Выбрать главу

Злорадствовали государевы недруги. На обедне и Успенском соборе Черкасский с Голицыным стояли вместе. Улучив момент, посудачили.

— С того света безвинно зарезанный младенец весть дает, — сказал Черкасский на ухо Голицыну.

— Твоя правда, князь Иван Борисыч, — поддакнул Голицын.

И тут же, дружно вздохнув, бухнулись на колени. Глухо ударили лбами о каменный пол.

— Прости, Господи!..

Ночами виделись Борису кошмары. Он пробуждался в страхе, звал спавшего у двери боярского сына Митрошку. Отрок, недавно взятый во дворец, всполошенно подхватывался, зажигал свечу.

— Проклятая птица, — бранился государь, — и откуда залетела?

Борис надевал валенки, накидывал на плечи тяжелую шубу и, держа в вытянутой руке свечу, бродил по хоромам.

Темно. Тусклый свет вырывал из мрака настенную роспись, высокие своды. В Золотой царицыной палате, построенной недавно, стены белые, картинами не расписаны.

Холодно, в печах перегорело. Поворачивал в опочивальню государыни. С Марьей вдвоем коротал ночь.

По утрам в Трапезной ждали царского выхода государевы родственники и иные бояре, мягко ступали по дорогим восточным коврам. Разговаривали мало, умничали. Чать, не обычные бояре, думные.

У Семена Никитича Годунова и патриарха Иова излюбленное место у муравленой печи. Станут спиной к изразцам, греются.

А Петра Федоровича Басманова больше к оконцам тянет. Знай водит ногтем по цветной слюде, свое соображает. После Новгород-Северска Басманов у государя в особой чести. На зависть другим боярам и даже Семену Никитичу Годунову в любимцах царских ходит.

Борис появлялся не один, с сыном, царевичем Федором. Опираясь на его плечо, подходил к боярам. Те разом низко изгибались, отставляя зады. Царь, бледный, измученный бессонными ночами, бодрился. Едва бояре заканчивали кланяться, говорил каждый раз одно и то же:

— Званы вы в Крестовую палату на сидение. Удумаем, как седни день проживем.

И шел впереди не спеша, в высокой собольей шапке, в парчовом, расшитом золотом кафтане. Бояре валили за ним толпой. В палате, дождавшись, когда Борис усядется, плюхались на лавки, готовились выслушать царское слово. Царевич Федор умащивался по правую руку от отца, смотрел на бояр недовольно. Федору эти ежедневные сидения в думе не по душе. Ему бы в книжную хоромину да перо в руки, а тут одна потеря времени.

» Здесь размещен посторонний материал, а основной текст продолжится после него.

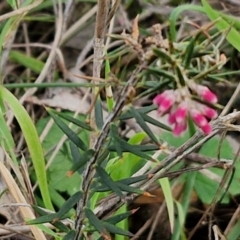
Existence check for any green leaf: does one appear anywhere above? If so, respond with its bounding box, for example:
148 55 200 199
84 208 108 237
147 67 176 81
119 105 157 120
117 182 144 194
169 4 204 42
96 166 123 197
130 107 159 144
57 191 82 218
62 230 76 240
103 222 134 237
104 210 136 225
51 109 92 131
32 205 69 232
140 113 172 131
0 86 53 210
28 191 82 224
68 149 95 175
47 109 88 151
153 48 176 66
159 178 174 233
94 96 103 129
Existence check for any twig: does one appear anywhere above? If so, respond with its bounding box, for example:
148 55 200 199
75 0 121 240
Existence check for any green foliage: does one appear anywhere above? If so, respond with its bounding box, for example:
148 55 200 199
0 0 240 240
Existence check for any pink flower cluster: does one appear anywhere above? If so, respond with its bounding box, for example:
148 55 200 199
153 82 218 136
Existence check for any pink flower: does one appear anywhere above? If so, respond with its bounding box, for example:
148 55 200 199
175 102 188 123
153 82 217 136
173 122 187 136
190 109 208 128
153 90 175 113
188 82 218 103
201 123 212 134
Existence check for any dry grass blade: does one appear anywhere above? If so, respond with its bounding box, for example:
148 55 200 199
0 161 46 240
0 0 43 22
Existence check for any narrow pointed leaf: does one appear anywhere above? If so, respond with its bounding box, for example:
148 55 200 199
110 124 123 158
184 33 200 69
108 144 159 152
32 205 69 232
117 182 144 194
28 191 82 224
96 166 123 197
85 208 111 239
68 149 95 176
130 107 159 143
48 109 88 151
153 48 175 65
95 97 103 129
103 222 134 237
62 230 76 240
27 213 59 225
118 105 157 120
57 191 82 218
94 174 150 192
69 141 82 173
104 209 137 225
51 110 92 131
140 113 172 131
0 86 53 210
147 67 176 80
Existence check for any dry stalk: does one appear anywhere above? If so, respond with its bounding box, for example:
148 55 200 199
75 0 120 240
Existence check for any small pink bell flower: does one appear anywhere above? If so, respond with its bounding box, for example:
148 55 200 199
153 82 217 136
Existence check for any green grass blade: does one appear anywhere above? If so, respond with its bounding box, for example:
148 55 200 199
169 4 204 41
159 178 174 233
0 86 53 210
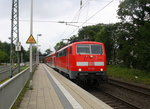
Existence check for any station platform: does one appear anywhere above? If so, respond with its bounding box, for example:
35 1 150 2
19 64 112 109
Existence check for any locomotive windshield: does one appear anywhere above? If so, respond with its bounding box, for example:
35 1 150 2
77 44 103 54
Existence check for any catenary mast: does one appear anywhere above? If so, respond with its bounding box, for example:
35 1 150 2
10 0 21 77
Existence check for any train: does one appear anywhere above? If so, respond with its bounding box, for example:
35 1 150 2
44 41 107 83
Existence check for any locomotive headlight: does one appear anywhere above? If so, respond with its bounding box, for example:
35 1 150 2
78 68 82 72
100 69 103 71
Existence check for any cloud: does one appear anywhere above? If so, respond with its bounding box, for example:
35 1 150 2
0 0 119 52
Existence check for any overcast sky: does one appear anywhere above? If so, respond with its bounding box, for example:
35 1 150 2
0 0 119 52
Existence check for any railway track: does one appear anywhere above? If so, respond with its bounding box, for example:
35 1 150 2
86 78 150 109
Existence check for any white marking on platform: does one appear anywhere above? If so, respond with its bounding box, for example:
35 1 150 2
44 66 83 109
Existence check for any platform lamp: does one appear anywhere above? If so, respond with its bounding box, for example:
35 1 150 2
36 34 42 65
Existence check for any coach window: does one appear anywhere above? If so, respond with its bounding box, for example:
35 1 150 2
69 47 72 54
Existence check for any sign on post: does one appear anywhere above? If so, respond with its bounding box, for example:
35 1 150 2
26 35 36 44
15 42 21 51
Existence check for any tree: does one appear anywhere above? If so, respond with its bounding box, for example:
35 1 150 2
118 0 150 26
0 50 9 63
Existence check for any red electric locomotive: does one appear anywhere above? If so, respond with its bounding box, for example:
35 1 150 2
46 41 107 81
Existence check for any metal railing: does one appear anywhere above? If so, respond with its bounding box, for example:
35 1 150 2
0 64 36 109
0 67 18 81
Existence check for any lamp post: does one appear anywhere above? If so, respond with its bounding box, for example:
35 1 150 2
36 34 42 65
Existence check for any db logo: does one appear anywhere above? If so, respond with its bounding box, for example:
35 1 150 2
89 62 94 66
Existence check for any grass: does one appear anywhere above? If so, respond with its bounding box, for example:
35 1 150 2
107 65 150 85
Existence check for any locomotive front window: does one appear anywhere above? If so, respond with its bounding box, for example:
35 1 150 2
77 44 103 54
77 44 90 54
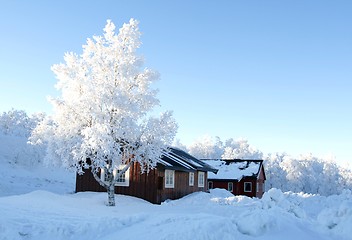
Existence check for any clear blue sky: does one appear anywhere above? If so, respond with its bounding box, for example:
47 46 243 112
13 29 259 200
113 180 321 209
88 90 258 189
0 0 352 163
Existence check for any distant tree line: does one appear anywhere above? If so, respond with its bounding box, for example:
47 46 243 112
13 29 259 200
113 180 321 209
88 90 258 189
0 109 352 195
176 136 352 195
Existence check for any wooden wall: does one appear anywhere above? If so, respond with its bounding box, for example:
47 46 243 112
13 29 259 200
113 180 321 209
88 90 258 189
76 163 207 204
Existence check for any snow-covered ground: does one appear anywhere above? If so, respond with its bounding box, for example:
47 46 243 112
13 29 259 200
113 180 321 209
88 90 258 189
0 158 352 240
0 132 352 240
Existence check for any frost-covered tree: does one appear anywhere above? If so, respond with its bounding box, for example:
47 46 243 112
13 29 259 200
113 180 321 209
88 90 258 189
32 19 177 206
0 109 45 167
221 138 263 159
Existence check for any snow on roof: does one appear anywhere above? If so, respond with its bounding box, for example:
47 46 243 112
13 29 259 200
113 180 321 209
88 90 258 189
204 160 261 181
163 152 195 170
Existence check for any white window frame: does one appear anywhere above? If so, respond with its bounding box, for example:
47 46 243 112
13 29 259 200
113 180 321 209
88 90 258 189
198 172 205 187
227 182 233 192
188 172 194 186
165 169 175 188
100 165 130 187
243 182 252 192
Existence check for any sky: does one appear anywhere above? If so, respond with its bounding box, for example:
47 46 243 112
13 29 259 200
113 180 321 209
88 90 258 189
0 0 352 164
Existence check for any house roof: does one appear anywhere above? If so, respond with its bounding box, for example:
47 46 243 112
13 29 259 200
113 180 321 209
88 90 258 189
203 159 263 181
159 147 217 173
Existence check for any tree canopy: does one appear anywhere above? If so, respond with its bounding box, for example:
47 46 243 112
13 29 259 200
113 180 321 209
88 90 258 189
32 19 177 205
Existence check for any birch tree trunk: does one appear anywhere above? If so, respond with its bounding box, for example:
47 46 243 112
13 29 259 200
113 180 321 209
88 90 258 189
107 184 115 206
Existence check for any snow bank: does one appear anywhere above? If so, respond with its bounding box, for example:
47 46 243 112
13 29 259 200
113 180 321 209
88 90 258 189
0 189 352 240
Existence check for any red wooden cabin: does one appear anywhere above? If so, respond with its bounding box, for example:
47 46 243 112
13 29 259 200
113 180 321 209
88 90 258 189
76 148 217 204
203 159 266 198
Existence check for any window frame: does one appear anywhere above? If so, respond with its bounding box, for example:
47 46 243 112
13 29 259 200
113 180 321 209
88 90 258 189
188 172 194 187
208 181 214 189
100 164 130 187
164 169 175 188
198 171 205 187
227 182 233 192
243 182 253 192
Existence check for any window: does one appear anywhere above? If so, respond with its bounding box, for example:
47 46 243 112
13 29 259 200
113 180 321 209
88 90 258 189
165 170 175 188
198 172 204 187
188 172 194 186
100 165 130 187
227 182 233 192
244 182 252 192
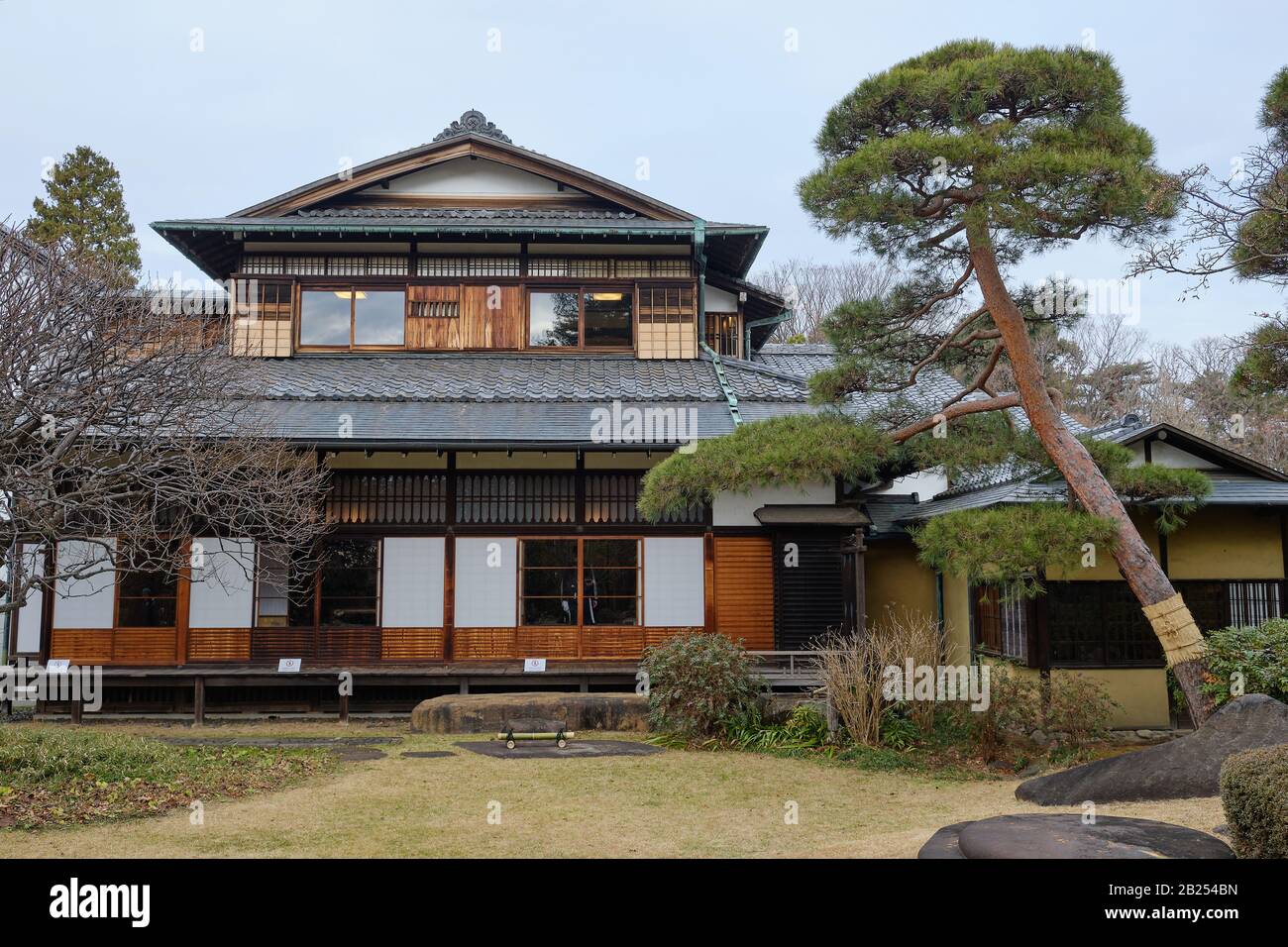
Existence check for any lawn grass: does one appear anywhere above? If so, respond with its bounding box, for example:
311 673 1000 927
0 725 335 828
0 720 1224 858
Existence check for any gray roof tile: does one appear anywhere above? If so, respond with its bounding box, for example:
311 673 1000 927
296 207 636 220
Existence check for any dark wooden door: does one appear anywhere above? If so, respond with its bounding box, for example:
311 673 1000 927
774 530 846 651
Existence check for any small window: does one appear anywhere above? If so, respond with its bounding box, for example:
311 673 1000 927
116 553 179 627
583 290 631 348
581 540 640 625
519 540 577 625
353 290 406 346
300 290 353 348
975 585 1029 664
318 540 380 627
300 288 407 348
528 292 580 348
528 287 634 349
255 544 313 627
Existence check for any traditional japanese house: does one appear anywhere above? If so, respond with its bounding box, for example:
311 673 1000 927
10 112 1288 727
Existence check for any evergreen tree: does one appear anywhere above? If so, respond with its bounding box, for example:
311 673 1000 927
641 40 1212 723
27 145 142 279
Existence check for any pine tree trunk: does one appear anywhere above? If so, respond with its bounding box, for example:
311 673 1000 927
966 220 1214 727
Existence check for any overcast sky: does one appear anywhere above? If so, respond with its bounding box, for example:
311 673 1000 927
0 0 1288 342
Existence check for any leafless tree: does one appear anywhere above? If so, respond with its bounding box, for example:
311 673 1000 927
0 227 326 612
752 259 899 342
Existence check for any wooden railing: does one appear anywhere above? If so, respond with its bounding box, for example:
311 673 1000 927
326 471 709 526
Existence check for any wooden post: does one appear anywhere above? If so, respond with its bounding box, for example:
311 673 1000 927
192 678 206 727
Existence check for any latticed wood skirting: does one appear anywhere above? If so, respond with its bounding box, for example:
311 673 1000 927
49 627 179 665
51 625 702 666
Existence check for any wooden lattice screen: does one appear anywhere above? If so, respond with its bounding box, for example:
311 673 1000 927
639 286 698 359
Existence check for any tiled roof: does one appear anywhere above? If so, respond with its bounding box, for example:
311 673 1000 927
756 343 836 377
242 401 733 450
239 353 807 404
906 472 1288 519
296 207 636 220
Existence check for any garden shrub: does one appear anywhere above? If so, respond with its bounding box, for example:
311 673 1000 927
962 661 1042 762
725 703 829 750
1046 672 1122 747
641 633 760 740
1221 745 1288 858
1203 618 1288 706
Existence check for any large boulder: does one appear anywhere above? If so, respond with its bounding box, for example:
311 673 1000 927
411 693 648 733
1015 694 1288 805
917 813 1234 860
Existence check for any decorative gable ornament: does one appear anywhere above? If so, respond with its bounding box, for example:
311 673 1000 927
434 108 514 145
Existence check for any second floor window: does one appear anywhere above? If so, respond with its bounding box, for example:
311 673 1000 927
300 287 407 349
528 288 634 349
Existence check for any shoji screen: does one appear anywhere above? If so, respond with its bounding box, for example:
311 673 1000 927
16 543 46 655
644 536 705 627
456 536 518 627
54 540 116 629
188 536 255 629
380 536 443 627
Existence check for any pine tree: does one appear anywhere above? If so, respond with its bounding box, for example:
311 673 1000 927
29 145 142 278
641 40 1212 723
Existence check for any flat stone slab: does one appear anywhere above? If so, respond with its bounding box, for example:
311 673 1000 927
1015 694 1288 805
917 822 970 860
159 737 402 749
952 813 1234 858
411 693 648 736
327 746 389 763
456 740 666 760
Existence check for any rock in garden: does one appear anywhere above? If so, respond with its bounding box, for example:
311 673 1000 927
1015 694 1288 805
411 693 648 733
917 813 1234 860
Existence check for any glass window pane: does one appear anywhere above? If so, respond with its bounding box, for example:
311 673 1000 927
583 598 639 625
319 540 380 626
585 290 631 348
587 566 639 595
321 596 376 627
520 540 577 569
587 540 640 569
116 598 174 627
520 598 577 625
523 569 577 598
300 290 353 346
528 292 577 347
353 290 406 346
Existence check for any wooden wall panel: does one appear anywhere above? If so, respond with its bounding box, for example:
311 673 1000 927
581 625 644 659
49 627 112 665
380 627 445 661
188 627 250 663
514 625 577 659
112 627 179 665
452 627 518 661
461 286 523 349
715 536 774 651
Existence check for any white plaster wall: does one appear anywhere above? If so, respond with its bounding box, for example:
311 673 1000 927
361 158 564 196
702 282 738 312
711 481 836 526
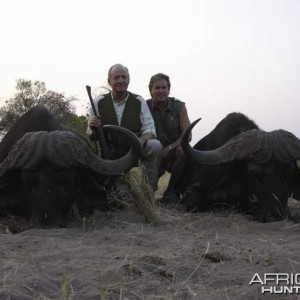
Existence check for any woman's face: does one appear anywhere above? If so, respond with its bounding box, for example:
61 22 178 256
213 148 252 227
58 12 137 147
151 79 170 104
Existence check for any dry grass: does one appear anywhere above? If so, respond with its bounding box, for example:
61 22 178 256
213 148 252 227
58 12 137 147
125 165 163 224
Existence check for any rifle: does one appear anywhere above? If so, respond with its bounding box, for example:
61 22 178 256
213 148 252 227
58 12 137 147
86 85 113 159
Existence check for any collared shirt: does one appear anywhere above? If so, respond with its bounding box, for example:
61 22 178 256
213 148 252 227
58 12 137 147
87 93 156 137
146 97 185 147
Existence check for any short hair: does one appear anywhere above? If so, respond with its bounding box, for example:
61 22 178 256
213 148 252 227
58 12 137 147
107 64 129 82
148 73 171 94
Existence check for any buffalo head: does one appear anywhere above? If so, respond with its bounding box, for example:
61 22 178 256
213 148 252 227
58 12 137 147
0 125 141 227
182 120 300 221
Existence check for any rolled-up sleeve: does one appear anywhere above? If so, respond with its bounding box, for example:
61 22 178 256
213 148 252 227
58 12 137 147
138 96 156 137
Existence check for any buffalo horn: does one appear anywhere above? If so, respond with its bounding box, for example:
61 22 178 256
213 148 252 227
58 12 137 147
0 125 142 176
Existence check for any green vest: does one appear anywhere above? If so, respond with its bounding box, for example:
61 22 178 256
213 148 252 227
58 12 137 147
147 97 185 147
98 92 142 135
98 92 142 158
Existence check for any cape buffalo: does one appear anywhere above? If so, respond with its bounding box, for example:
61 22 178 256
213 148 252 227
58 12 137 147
177 112 258 211
182 115 300 222
0 106 141 227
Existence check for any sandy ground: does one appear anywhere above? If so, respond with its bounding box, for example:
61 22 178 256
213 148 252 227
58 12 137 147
0 173 300 300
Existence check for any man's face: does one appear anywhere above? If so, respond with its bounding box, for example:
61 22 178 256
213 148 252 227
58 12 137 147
108 66 129 93
151 79 170 103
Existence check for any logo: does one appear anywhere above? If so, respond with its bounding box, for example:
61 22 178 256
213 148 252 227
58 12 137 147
249 273 300 295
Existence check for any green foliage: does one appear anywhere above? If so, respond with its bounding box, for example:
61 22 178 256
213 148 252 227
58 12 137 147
0 79 77 130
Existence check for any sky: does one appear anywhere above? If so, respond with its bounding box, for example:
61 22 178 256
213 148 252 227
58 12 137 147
0 0 300 143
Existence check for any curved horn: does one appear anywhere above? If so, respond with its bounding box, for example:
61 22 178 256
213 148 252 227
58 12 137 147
0 125 142 176
181 119 265 165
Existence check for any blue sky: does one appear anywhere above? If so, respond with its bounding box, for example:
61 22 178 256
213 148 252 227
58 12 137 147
0 0 300 141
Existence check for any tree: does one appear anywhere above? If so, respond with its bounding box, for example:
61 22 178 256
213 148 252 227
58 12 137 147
0 79 76 130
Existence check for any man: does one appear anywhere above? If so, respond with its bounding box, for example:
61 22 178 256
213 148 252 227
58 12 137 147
147 73 190 202
87 64 162 198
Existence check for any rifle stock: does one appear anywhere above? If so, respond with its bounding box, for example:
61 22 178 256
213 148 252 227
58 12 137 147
86 85 112 159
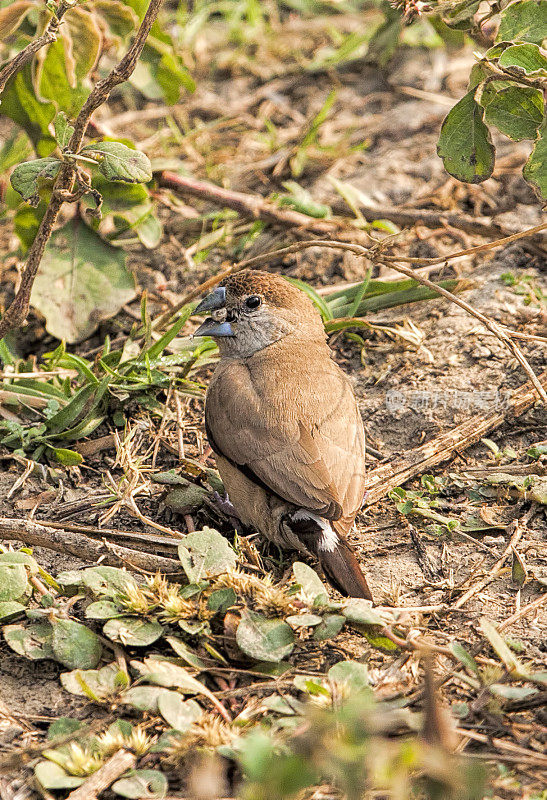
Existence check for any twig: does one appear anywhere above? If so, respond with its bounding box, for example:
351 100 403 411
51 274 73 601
0 517 182 574
365 372 547 506
153 223 547 330
456 728 547 767
0 0 162 339
157 171 546 242
157 171 344 234
67 750 137 800
238 236 547 404
331 199 547 241
0 2 74 94
498 592 547 633
453 505 536 608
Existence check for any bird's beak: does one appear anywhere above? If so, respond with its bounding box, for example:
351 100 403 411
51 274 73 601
194 286 235 337
194 286 226 314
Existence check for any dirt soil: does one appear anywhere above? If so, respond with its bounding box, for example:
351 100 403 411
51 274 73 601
0 37 547 797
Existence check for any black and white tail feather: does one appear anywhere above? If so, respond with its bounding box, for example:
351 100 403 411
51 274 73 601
283 508 372 600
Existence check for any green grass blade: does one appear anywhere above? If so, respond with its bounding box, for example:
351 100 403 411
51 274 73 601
285 276 332 322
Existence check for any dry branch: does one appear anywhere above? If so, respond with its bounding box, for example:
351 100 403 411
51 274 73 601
453 506 536 608
0 517 182 574
0 2 74 94
153 222 547 338
67 750 137 800
365 372 547 506
0 0 162 339
157 172 344 235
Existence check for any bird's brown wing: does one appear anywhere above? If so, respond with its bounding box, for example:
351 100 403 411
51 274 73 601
206 354 364 528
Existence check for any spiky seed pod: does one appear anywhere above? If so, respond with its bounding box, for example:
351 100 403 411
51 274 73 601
213 568 297 615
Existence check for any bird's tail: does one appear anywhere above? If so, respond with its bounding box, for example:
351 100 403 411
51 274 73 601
284 509 373 600
317 537 372 600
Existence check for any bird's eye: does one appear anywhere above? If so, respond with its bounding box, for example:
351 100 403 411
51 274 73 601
245 294 262 311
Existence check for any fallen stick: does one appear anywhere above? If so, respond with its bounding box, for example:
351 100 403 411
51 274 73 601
157 171 345 235
67 750 136 800
365 371 547 506
0 517 182 574
452 506 536 612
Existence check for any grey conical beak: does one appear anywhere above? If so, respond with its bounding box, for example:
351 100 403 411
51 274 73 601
194 286 226 314
194 286 234 337
193 317 235 337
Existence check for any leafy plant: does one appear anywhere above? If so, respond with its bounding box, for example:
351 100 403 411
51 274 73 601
0 310 214 466
0 0 193 342
430 0 547 200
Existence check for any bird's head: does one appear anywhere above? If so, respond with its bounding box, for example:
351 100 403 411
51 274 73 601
194 269 325 358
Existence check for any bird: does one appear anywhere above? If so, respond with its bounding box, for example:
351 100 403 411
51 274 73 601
194 269 373 600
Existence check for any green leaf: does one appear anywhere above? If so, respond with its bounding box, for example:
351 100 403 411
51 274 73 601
65 5 103 85
292 561 328 603
488 683 539 700
327 661 370 692
165 636 208 670
47 717 85 739
450 642 480 677
236 609 294 662
484 86 543 142
31 223 135 342
120 686 169 714
34 761 85 790
103 617 163 647
480 617 526 676
178 527 237 583
51 447 84 467
111 769 167 800
81 142 152 183
93 0 139 38
4 622 54 661
522 117 547 200
496 0 547 45
443 0 480 30
285 614 323 630
498 44 547 75
158 690 203 732
342 597 392 627
37 39 88 118
52 619 103 669
313 614 346 642
437 90 495 183
85 600 123 619
60 664 125 700
0 564 29 600
0 64 55 156
207 586 237 613
55 111 74 150
0 0 34 42
57 567 137 597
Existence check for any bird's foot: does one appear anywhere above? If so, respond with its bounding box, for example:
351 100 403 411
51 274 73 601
211 492 245 531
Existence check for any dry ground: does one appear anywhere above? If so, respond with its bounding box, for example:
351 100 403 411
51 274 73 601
0 20 547 797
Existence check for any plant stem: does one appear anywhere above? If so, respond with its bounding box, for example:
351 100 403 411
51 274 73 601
0 0 162 339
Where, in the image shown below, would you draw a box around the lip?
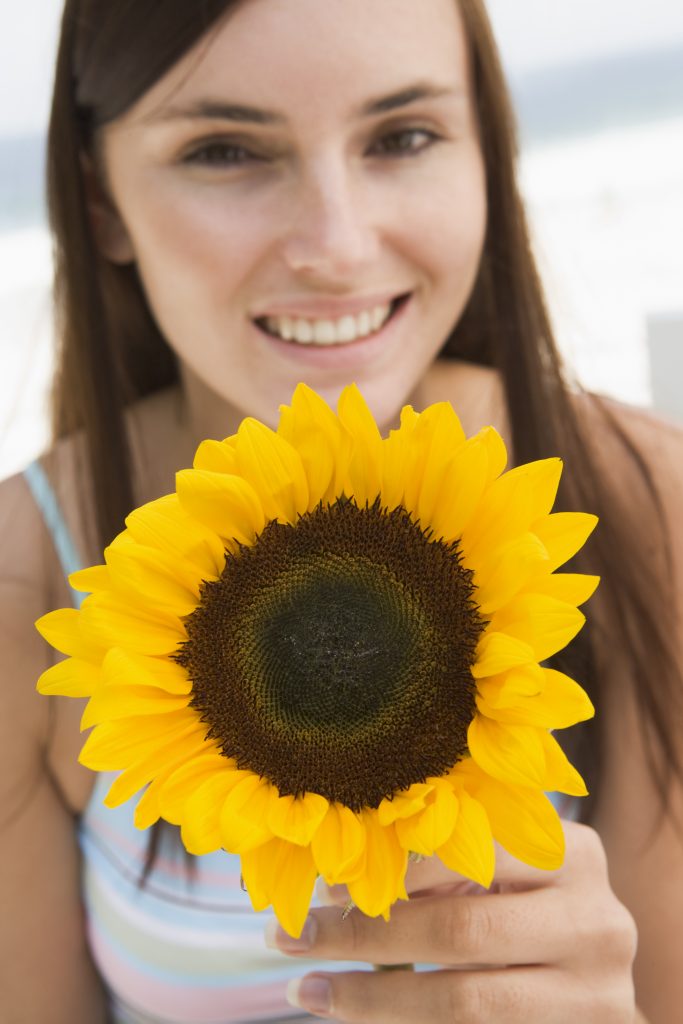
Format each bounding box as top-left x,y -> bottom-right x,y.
252,293 -> 413,370
250,288 -> 411,319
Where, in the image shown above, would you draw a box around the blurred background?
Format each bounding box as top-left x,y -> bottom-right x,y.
0,0 -> 683,478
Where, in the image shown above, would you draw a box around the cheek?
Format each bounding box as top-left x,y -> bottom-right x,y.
393,153 -> 487,300
121,178 -> 272,305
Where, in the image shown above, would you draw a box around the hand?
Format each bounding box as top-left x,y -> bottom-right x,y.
268,822 -> 636,1024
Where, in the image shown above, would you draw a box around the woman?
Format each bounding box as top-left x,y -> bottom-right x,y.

Бояре думали, покуда в животах не начиналось урчание, тогда государь приглашал всех на обед. В шумном застолье, на людях Борис забывал ночные страхи, а как наступало время отходить ко сну да затворяться в опочивальне, все начиналось сызнова: жалобно плакал сыч, и появлялись видения.

* * *

На исходе недели государь со всей семьей и великим стрелецким бережением отправился на богомолье в Иосифо-Волоколамский монастырь. Поезд растянулся на версту. В запряженной цугом государевой карете Борис с сыном, в другой царица Марья с дочерью Ксенией. Следом боярские колымаги. Впереди поезда и позади пешие стрельцы и пищальники.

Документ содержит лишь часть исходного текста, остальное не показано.